I’ve always been a theater kid at heart. I love the energy, creativity, artistry and exhilaration of being on stage. But coming into college, I had no real desire to pursue theater, although I knew I wanted to have some form of an outlet to express my creativity.
When I started my freshman year at Ohio State in August of 2016, all the new faces and opportunities excited me. Coming from out of state, I hardly knew anyone besides my roommate.
I wanted nothing more than to make a home for myself at this school I hoped to love so badly.
On top of my already festering nerves and anxiety, I attended a student involvement fair. A student improv team, known as Fishbowl, immediately caught my attention. I swallowed my fear of embarrassment and decided to audition.
The audition flew by. The Fishbowl members sat in a corner of the classroom as they diligently took notes on the auditionees’ performances. I blacked out from nerves that two hours of my life, only to leave me anxiously waiting for a late–night phone call informing me if I made it in the group or not.
With my roommate seeming to join a new club every hour, I grew increasingly concerned that I would never find my place in college. However, I must have done something worth noticing because that night, as I was watching an episode of Stranger Things in my tiny dorm room bed, I got a call from an unknown number.
It was Hannah from Fishbowl.
I shoot 50 feet out of my bed. Sweat pours down my face.
“Well, I just wanted to thank you so much for coming out to auditions. But unfortunately…”
My heart sank to my feet. My head spun. My eyes watered.
“Welcome to Fishbowl!” screamed an entire ensemble of voices. I got into Fishbowl.
I knew immediately that being in Fishbowl would change my life.
I quickly learned that being on a college improv team means more than weekly practices and a few shows each semester. Practicing improv not only allows me to explore my creativity like never before, but it has shaped my entire college experience by making me who I am today.

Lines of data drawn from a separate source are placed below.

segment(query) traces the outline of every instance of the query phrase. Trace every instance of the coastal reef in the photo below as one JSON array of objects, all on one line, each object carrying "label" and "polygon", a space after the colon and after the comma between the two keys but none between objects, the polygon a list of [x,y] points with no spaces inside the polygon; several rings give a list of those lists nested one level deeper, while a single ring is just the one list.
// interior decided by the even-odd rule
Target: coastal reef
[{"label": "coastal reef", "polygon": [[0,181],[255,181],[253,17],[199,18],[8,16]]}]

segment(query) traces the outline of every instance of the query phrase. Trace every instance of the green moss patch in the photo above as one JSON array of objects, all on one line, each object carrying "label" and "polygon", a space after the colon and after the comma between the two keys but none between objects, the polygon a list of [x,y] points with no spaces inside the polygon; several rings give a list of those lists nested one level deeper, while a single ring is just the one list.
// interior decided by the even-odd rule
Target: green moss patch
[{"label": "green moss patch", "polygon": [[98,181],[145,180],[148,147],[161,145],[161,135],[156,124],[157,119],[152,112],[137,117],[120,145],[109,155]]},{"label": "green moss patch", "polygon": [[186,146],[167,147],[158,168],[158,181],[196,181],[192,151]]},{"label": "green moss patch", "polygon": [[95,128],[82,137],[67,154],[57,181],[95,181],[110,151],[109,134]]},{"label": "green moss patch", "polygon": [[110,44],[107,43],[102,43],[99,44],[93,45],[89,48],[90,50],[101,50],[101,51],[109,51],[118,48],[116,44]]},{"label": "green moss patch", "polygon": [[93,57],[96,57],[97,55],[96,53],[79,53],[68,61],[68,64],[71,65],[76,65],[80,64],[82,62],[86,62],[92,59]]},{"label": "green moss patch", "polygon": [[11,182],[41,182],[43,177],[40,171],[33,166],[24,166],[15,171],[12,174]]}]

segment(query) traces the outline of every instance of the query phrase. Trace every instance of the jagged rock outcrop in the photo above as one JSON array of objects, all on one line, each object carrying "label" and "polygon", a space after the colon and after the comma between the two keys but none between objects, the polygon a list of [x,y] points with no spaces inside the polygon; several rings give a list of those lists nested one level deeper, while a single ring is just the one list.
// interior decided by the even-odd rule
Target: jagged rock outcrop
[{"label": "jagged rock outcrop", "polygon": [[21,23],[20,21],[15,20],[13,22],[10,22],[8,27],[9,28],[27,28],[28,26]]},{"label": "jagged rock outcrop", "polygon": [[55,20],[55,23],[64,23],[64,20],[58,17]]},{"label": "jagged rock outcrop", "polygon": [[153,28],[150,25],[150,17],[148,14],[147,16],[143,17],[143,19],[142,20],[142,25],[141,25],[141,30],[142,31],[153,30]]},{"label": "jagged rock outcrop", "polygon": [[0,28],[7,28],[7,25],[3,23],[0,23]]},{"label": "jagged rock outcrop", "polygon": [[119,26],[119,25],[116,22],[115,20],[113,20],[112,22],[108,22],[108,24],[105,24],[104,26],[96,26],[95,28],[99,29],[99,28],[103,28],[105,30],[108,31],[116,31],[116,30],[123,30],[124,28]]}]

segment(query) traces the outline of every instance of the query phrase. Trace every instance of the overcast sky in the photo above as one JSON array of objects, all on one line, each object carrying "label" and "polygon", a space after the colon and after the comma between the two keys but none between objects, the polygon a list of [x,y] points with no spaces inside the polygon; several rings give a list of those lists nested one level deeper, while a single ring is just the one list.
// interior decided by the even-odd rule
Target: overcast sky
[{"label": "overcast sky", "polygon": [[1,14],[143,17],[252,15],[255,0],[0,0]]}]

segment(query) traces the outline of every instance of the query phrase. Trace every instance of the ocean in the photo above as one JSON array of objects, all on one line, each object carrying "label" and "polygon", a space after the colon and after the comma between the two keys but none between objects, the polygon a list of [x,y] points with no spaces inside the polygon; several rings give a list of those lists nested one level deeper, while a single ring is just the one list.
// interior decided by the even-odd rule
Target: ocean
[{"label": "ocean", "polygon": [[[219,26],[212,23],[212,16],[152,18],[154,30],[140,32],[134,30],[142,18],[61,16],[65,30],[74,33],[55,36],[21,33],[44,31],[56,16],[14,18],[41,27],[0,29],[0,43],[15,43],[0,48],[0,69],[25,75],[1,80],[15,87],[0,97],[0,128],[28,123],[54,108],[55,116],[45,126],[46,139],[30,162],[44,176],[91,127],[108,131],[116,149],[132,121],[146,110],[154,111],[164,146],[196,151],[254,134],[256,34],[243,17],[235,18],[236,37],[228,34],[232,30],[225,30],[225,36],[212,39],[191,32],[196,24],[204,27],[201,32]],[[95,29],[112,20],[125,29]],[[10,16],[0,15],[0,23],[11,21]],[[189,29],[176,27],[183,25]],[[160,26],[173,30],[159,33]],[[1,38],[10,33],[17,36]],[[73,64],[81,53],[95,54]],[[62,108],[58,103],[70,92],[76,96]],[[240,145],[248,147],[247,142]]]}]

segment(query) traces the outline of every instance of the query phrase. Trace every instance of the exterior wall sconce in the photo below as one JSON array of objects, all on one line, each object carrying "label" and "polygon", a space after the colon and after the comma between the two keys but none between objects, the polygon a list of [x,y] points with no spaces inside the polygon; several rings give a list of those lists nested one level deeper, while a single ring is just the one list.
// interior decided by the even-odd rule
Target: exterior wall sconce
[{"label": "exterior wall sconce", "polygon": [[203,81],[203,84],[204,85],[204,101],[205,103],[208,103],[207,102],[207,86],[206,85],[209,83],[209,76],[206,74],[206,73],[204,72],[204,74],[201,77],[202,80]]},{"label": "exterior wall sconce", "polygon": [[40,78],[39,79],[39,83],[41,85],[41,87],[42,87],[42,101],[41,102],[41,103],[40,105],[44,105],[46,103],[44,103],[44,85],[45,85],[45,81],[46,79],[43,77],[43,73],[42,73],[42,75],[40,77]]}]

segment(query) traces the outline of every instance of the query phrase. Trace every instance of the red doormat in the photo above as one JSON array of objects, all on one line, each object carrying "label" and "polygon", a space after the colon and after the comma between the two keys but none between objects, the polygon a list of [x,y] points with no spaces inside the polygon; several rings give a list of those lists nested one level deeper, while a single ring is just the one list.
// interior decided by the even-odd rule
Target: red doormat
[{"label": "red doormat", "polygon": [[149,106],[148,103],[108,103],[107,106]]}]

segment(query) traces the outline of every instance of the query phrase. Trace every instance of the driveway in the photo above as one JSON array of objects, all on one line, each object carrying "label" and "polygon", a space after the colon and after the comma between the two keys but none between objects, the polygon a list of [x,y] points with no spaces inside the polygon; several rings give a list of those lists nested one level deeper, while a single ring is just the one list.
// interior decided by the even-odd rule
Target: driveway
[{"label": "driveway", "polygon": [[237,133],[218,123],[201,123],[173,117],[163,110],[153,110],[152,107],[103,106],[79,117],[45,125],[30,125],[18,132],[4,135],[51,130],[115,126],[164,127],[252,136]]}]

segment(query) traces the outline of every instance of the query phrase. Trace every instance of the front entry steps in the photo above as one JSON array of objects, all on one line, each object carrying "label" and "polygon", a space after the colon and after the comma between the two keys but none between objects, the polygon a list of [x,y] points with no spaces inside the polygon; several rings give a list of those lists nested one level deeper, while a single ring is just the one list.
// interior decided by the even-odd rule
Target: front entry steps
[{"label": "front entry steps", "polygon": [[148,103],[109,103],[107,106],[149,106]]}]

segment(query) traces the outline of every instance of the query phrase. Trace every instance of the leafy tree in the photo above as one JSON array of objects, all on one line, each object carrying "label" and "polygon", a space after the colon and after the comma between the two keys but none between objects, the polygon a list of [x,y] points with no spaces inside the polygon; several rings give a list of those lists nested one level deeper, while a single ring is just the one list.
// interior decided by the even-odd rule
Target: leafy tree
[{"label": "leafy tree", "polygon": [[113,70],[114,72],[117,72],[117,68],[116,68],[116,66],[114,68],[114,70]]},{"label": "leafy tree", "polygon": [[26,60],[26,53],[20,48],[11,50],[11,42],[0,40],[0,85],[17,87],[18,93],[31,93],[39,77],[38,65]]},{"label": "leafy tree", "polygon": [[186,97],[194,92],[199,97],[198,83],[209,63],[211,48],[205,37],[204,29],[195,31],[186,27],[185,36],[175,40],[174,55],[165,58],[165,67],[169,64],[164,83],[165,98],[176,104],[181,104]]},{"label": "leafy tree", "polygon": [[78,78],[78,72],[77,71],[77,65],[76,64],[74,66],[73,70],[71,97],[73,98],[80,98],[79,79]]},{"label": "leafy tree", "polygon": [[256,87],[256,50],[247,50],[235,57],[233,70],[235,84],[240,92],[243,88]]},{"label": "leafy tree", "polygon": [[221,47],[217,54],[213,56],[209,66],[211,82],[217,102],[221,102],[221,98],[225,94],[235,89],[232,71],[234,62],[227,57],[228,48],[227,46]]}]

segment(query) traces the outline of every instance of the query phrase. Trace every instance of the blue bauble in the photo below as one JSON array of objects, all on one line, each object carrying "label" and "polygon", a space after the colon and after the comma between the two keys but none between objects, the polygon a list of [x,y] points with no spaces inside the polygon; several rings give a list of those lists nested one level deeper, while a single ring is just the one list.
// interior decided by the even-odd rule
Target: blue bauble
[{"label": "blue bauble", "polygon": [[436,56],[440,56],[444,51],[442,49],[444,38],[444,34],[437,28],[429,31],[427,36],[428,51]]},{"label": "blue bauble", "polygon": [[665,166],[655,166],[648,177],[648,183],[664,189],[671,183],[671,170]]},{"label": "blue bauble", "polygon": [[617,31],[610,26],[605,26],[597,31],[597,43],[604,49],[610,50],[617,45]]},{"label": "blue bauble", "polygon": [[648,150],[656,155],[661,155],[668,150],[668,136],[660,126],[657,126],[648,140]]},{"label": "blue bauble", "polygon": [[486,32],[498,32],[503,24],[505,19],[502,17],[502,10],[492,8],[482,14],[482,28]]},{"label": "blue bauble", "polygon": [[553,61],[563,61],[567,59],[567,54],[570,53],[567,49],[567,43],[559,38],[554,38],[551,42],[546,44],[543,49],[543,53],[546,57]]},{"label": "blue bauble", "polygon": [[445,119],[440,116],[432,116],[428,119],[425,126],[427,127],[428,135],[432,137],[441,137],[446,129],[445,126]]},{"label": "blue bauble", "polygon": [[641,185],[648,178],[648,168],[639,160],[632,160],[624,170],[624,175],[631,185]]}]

Any level one improv class tells you the first rule of improv is “yes, and,” which stems from the notion of agreeing with whatever your scene partner says and then adding something else. By “yes, and”-ing someone, you immediately create an imaginary world with your partner that never existed.
Ironically, the rule of “yes, and” came in most handy outside of improv. While searching for my home in college, I made it a rule to say yes to everything. If anyone invited me to get coffee, yes. If anyone invited me to walk across campus to go to the good dining hall, yes. If someone invited me to go to an extra credit seminar on nuclear physics, yes, and I will bring my notebook.

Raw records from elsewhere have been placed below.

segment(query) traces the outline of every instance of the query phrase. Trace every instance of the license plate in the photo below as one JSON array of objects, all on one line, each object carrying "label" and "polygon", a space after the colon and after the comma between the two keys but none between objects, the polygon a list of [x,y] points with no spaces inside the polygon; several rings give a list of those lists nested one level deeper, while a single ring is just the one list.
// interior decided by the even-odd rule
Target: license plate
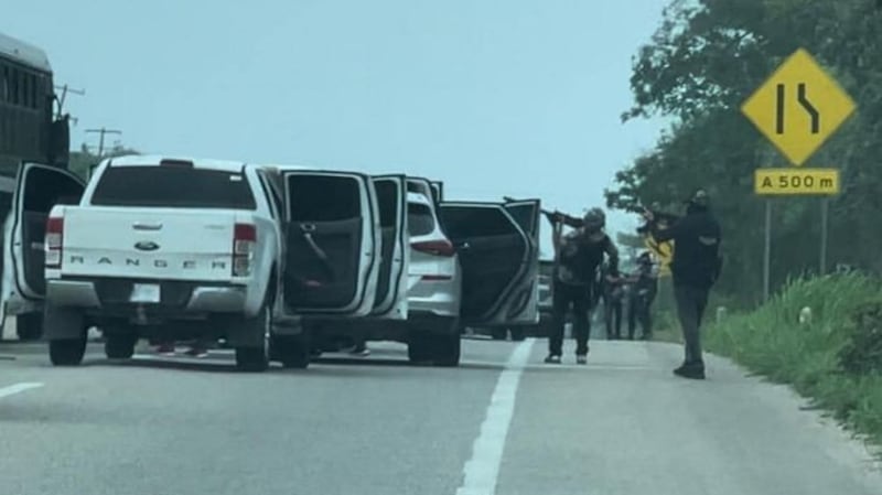
[{"label": "license plate", "polygon": [[159,303],[160,291],[158,283],[136,283],[131,288],[131,302]]}]

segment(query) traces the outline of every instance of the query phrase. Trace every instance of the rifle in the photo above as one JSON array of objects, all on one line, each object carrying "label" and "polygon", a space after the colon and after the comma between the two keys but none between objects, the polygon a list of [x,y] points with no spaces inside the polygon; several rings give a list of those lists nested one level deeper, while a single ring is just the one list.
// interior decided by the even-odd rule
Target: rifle
[{"label": "rifle", "polygon": [[[505,200],[506,203],[512,203],[514,201],[517,201],[512,196],[503,196],[503,200]],[[566,225],[568,227],[573,227],[573,228],[581,228],[582,225],[584,225],[584,220],[582,220],[582,218],[579,218],[579,217],[572,216],[572,215],[568,215],[568,214],[559,212],[557,209],[555,209],[553,212],[550,211],[550,209],[539,209],[539,212],[542,215],[545,215],[545,217],[548,219],[548,222],[551,225],[561,223],[561,224],[563,224],[563,225]]]},{"label": "rifle", "polygon": [[[673,224],[676,224],[677,220],[680,219],[679,215],[675,215],[673,213],[663,212],[657,203],[653,204],[653,207],[650,207],[650,208],[644,207],[643,212],[652,213],[653,214],[653,220],[652,222],[646,222],[645,224],[643,224],[639,227],[637,227],[637,234],[639,234],[639,235],[650,234],[654,225],[659,225],[659,224],[662,224],[662,225],[673,225]],[[639,213],[643,213],[643,212],[639,212]]]}]

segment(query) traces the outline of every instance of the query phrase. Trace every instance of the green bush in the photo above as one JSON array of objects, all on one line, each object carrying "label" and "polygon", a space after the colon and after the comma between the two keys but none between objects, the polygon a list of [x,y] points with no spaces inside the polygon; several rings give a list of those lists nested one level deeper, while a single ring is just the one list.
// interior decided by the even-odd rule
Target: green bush
[{"label": "green bush", "polygon": [[846,327],[848,342],[839,353],[843,370],[852,375],[882,373],[882,301],[859,308]]},{"label": "green bush", "polygon": [[[800,324],[799,311],[811,308]],[[709,319],[709,322],[711,320]],[[882,442],[882,286],[861,275],[794,279],[766,304],[708,326],[732,357]]]}]

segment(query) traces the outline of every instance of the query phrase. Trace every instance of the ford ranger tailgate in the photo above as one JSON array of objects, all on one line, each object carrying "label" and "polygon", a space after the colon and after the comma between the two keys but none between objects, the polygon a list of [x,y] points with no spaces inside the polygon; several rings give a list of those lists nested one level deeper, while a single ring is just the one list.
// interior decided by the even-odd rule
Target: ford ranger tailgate
[{"label": "ford ranger tailgate", "polygon": [[238,216],[251,225],[225,209],[67,207],[62,276],[229,281]]}]

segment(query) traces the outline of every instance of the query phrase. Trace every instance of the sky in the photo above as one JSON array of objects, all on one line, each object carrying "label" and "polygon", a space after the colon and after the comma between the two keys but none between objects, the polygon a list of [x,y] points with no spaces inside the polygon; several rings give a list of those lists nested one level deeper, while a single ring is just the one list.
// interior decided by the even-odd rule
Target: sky
[{"label": "sky", "polygon": [[0,31],[85,89],[65,104],[75,148],[106,127],[144,152],[405,172],[580,214],[664,126],[620,116],[665,3],[29,0]]}]

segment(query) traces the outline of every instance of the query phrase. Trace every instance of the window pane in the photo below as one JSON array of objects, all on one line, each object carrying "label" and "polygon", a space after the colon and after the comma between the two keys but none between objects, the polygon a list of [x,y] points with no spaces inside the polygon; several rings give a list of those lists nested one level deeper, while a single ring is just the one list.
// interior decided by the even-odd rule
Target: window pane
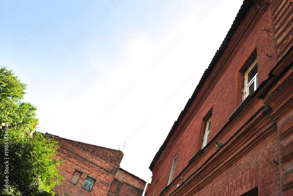
[{"label": "window pane", "polygon": [[88,190],[91,190],[91,189],[92,187],[93,186],[93,184],[91,183],[90,183],[88,184],[88,186],[87,188],[86,189]]},{"label": "window pane", "polygon": [[86,188],[86,187],[88,185],[88,183],[86,181],[85,181],[84,183],[84,184],[82,185],[82,188]]},{"label": "window pane", "polygon": [[257,63],[253,67],[253,68],[252,68],[252,69],[249,71],[249,73],[248,73],[248,83],[249,83],[249,82],[251,81],[251,80],[253,78],[254,76],[257,73]]},{"label": "window pane", "polygon": [[251,95],[253,94],[253,92],[254,92],[254,82],[253,82],[251,83],[251,85],[249,87],[249,95]]},{"label": "window pane", "polygon": [[86,180],[87,180],[89,182],[90,182],[91,183],[93,183],[94,182],[95,182],[95,180],[93,180],[93,179],[92,179],[90,178],[88,178],[88,177],[87,177],[86,178]]}]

By saying “yes” to everything and sharing my ideas, I gained countless new experiences and friends along the way.
By the fall of sophomore year, Fishbowl played a different role in my life. We had eight seniors leave and we welcomed six new fish. Overnight I became a senior member as I took the new fish under my wing and ensured they felt welcome.
With this new era of Fishbowl, I began to fully embrace what it means to love your partner. The idea of loving your scene partner comes from having mutual support and shared determination to make the scene succeed. As the group began spending more time together outside of practice than in practice, I noticed Fishbowl evolve into something more than a club.

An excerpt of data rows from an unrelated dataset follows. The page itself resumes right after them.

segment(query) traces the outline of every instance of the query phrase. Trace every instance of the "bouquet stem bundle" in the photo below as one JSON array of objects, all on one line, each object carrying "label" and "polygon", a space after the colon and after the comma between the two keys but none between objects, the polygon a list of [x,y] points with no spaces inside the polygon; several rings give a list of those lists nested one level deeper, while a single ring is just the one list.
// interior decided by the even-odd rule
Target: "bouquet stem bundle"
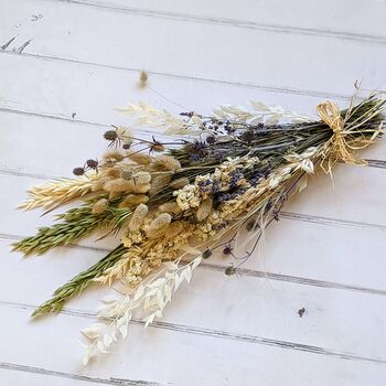
[{"label": "bouquet stem bundle", "polygon": [[[352,100],[345,110],[326,101],[318,106],[319,120],[261,103],[253,103],[253,111],[222,106],[212,116],[174,117],[146,104],[121,108],[140,124],[181,137],[149,141],[112,127],[105,133],[110,150],[101,161],[75,168],[76,179],[30,191],[21,208],[84,203],[58,215],[61,223],[15,243],[15,250],[43,254],[100,228],[119,239],[117,248],[58,288],[33,317],[60,311],[92,282],[120,281],[127,294],[105,300],[104,323],[83,331],[89,341],[86,364],[108,351],[118,334],[126,337],[132,312],[142,312],[146,326],[161,318],[181,282],[190,282],[215,249],[242,262],[249,258],[265,228],[317,167],[331,173],[336,162],[365,165],[354,151],[382,136],[385,107],[377,95],[356,105]],[[232,243],[242,229],[249,235],[248,251],[236,257]],[[230,239],[221,243],[225,235]],[[230,265],[225,274],[235,271]]]}]

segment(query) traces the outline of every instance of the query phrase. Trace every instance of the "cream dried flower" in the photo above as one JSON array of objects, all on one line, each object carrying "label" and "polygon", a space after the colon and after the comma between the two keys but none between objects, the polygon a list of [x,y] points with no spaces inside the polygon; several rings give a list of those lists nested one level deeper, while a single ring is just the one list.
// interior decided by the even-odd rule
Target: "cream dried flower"
[{"label": "cream dried flower", "polygon": [[129,230],[135,232],[138,230],[142,224],[143,219],[149,213],[149,207],[144,204],[139,204],[133,211],[130,222],[129,222]]}]

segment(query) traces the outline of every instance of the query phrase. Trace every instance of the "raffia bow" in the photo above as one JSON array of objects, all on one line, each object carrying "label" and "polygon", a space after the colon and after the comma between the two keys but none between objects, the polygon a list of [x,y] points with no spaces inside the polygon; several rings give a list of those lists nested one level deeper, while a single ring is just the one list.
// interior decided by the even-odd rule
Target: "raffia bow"
[{"label": "raffia bow", "polygon": [[345,121],[342,118],[339,106],[330,100],[323,101],[317,107],[318,114],[323,122],[330,126],[333,131],[332,137],[324,144],[321,168],[325,173],[331,173],[332,167],[337,161],[365,167],[367,162],[363,159],[355,158],[353,146],[350,138],[350,129],[345,129]]}]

In spring semester, we traveled to improv festivals all over the Midwest, spending upwards of ten hours in the car together and sleeping on apartment floors. The experiences we shared are now my most treasured memories in college because of how much love we had for each other.
Being in improv for two and a half years makes you a little jaded to the novelty of comedy.
Everyone who knows me knows I’m in Fishbowl, which makes people sort of expect me to be funny. I imagine demands to tell a joke right after telling someone I do improv is like doctors feelings when strangers ask them to check out a weird rash. It’s uncomfortable. I found myself with a reputation that demanded more of me than I had to offer.
Junior year ended my honeymoon phase of college. Three prominent members graduated from Fishbowl and I didn’t like being one of the oldest in the group. Demanding classes and mounting pressure from finding internships caused me to doubt myself as a student and detach from things that once brought me joy.
Although our passion for comedy mainly unites Fishbowl members, we also understood and valued each other’s feelings and stress.
As much as people see comedy as an expression of happiness and creativity, at times it is a way to escape the deepest struggles in one’s life. With this in mind, trusting your scene partner becomes more than just “yes, and”-ing their ideas—it comes down to loving them unconditionally and understanding on a deeper level.
Despite recurring feelings of self-doubt, insecurities and forced performances when I really just want to run home and hide, my Fishbowl family gets through to me and continues to inspire me to become my best self.
Even when my life seems like a total mess, Fishbowl kept me grounded and has always been my constant. I have seen dozens of members come and go, each bringing a new light with them and leaving behind a legacy. My Fishbowl friends have seen me at my best and my worst and loved me through it. That is more than I could have ever hoped for in my college home.